C’est d’ailleurs un des gros soucis de Stellantis. Il y a beaucoup de marques qui visent la même clientèle et qui se gênent déjà entre elles. A cela s’ajoute donc le fait qu’une même base technique, voire une même silhouette, serve à des labels aux positionnement différents.

En gros, tout ce petit monde propose la même voiture, avec juste des looks en partie revus, à des prix variables liés à la valeur du logo. Un Jeep Avenger électrique offre la même chose qu’une Fiat 600e, mais pour quelques milliers d’euros de plus, car Jeep, c’est tendance.

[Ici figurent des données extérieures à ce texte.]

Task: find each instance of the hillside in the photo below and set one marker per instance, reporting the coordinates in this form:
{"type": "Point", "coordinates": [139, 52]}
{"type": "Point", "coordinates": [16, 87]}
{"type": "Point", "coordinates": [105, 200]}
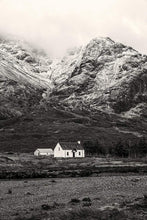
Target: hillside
{"type": "Point", "coordinates": [96, 92]}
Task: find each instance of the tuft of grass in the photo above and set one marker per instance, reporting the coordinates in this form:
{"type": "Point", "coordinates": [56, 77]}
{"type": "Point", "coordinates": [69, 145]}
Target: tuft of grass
{"type": "Point", "coordinates": [75, 200]}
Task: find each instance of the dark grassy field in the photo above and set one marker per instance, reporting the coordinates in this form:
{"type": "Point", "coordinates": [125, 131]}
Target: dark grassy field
{"type": "Point", "coordinates": [109, 197]}
{"type": "Point", "coordinates": [44, 128]}
{"type": "Point", "coordinates": [20, 166]}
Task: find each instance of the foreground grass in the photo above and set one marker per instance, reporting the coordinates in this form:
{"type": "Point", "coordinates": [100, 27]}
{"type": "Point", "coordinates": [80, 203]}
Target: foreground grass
{"type": "Point", "coordinates": [109, 197]}
{"type": "Point", "coordinates": [20, 166]}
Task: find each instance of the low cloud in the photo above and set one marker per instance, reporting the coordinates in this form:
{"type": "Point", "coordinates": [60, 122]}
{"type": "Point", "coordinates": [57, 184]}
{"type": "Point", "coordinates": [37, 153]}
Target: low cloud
{"type": "Point", "coordinates": [56, 25]}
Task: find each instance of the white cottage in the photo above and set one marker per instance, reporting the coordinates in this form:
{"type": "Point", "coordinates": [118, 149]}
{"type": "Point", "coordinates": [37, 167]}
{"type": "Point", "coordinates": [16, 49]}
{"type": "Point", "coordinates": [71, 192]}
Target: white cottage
{"type": "Point", "coordinates": [69, 149]}
{"type": "Point", "coordinates": [43, 152]}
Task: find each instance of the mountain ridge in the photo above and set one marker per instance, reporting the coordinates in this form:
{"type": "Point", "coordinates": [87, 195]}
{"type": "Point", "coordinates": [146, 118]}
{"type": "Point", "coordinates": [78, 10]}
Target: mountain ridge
{"type": "Point", "coordinates": [99, 89]}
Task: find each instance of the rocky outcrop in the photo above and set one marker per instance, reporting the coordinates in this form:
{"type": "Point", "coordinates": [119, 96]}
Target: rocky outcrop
{"type": "Point", "coordinates": [103, 75]}
{"type": "Point", "coordinates": [99, 89]}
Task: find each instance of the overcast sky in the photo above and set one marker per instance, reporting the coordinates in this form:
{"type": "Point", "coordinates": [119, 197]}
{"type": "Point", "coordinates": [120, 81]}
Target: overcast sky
{"type": "Point", "coordinates": [56, 25]}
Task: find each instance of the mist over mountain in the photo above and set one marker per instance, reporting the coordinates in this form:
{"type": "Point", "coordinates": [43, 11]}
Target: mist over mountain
{"type": "Point", "coordinates": [95, 92]}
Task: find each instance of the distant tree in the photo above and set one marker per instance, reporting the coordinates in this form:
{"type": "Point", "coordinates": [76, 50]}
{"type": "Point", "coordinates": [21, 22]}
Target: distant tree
{"type": "Point", "coordinates": [93, 147]}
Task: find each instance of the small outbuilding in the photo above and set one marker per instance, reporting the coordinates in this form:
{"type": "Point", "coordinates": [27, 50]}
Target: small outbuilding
{"type": "Point", "coordinates": [69, 150]}
{"type": "Point", "coordinates": [43, 152]}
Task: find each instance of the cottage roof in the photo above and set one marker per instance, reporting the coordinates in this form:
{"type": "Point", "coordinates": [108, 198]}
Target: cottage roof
{"type": "Point", "coordinates": [71, 146]}
{"type": "Point", "coordinates": [45, 150]}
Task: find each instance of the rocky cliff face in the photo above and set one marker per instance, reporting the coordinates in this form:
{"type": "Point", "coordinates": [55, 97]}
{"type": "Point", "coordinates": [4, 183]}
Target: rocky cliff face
{"type": "Point", "coordinates": [99, 89]}
{"type": "Point", "coordinates": [22, 77]}
{"type": "Point", "coordinates": [103, 75]}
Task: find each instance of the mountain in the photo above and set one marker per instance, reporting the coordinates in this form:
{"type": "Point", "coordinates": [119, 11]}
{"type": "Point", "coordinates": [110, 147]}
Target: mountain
{"type": "Point", "coordinates": [22, 77]}
{"type": "Point", "coordinates": [96, 92]}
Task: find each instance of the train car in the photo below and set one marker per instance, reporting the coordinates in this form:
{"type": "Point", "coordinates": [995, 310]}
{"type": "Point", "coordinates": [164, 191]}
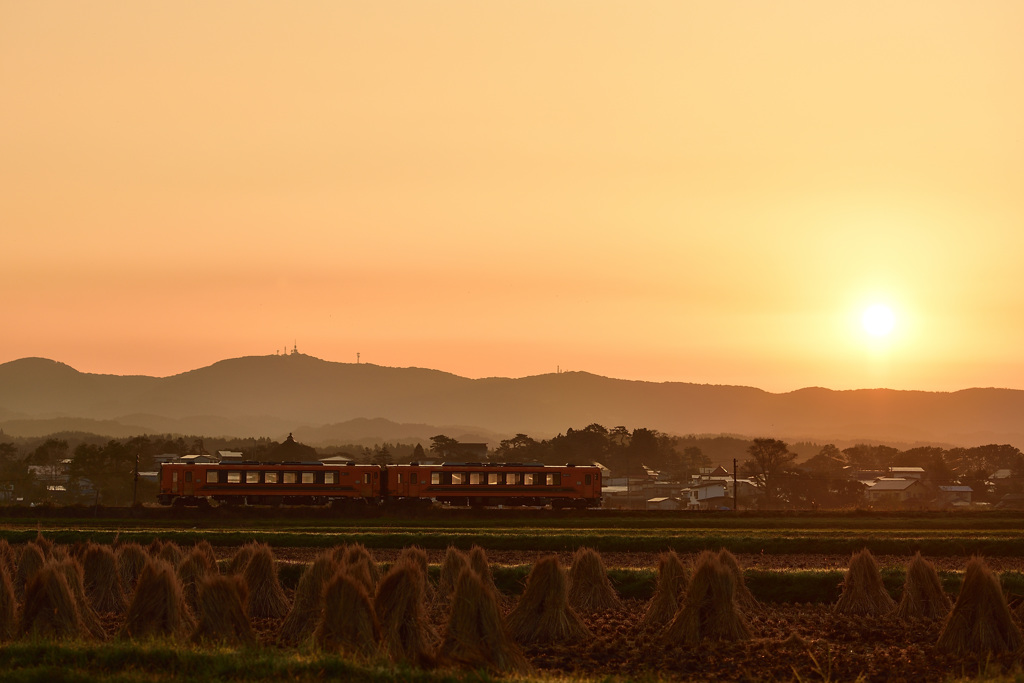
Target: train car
{"type": "Point", "coordinates": [496, 484]}
{"type": "Point", "coordinates": [268, 483]}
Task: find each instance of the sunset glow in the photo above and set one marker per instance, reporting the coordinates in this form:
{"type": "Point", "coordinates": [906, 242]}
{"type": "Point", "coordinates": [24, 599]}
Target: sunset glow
{"type": "Point", "coordinates": [879, 321]}
{"type": "Point", "coordinates": [699, 191]}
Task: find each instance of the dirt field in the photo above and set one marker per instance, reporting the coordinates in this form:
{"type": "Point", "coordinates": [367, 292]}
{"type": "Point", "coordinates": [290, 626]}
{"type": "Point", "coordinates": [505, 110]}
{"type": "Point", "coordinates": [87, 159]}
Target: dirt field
{"type": "Point", "coordinates": [804, 642]}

Remarquez, cela existe dans d’autres groupes, par exemple avec Skoda/Volkswagen/Audi. Mais ici quelle est la valeur du logo Lancia ? C’est quand même un nom poussiéreux, une image de chic baroque à l’italienne surannée. La dernière époque glorieuse remonte finalement à très loin, ces fameuses années rallye jusqu’au début des années 1990. Lancia a ensuite décliné puis a été carrément massacré en devant rebadger des Chrysler.

Voici donc qu’il est de retour en se contentant de revoir une 208, un modèle qui sera sa base et sa concurrente la plus gênante. D’autant que Peugeot a de son côté opéré une montée en gamme… quitte à gêner les premium de Stellantis. Clairement, ce qu’est devenu Peugeot est un caillou dans la roue pour DS, dont les ventes peinent à décoller, et qui est finalement un peu notre Lancia. Chez DS, on a les même moteurs et technologies que chez Peugeot, tout semble reposer sur un discours d’artisanat français à coup de “clous de paris” et de “cuir bracelet”. Lancia va surement nous jouer la carte du “Artigiani della qualità”. Et voilà…

On n’oublie pas l’existence côté Italie d’Alfa Romeo, qui peine encore à convaincre. Oh certes, la firme au trèfle met en avant de belles progressions en pourcentage, mais les scores restent toujours bien loin de la concurrence…

A se demander donc s’il fallait vraiment relancer Lancia et ne pas plutôt concentrer les efforts de conquête du premium sur des labels qui sont déjà moribonds.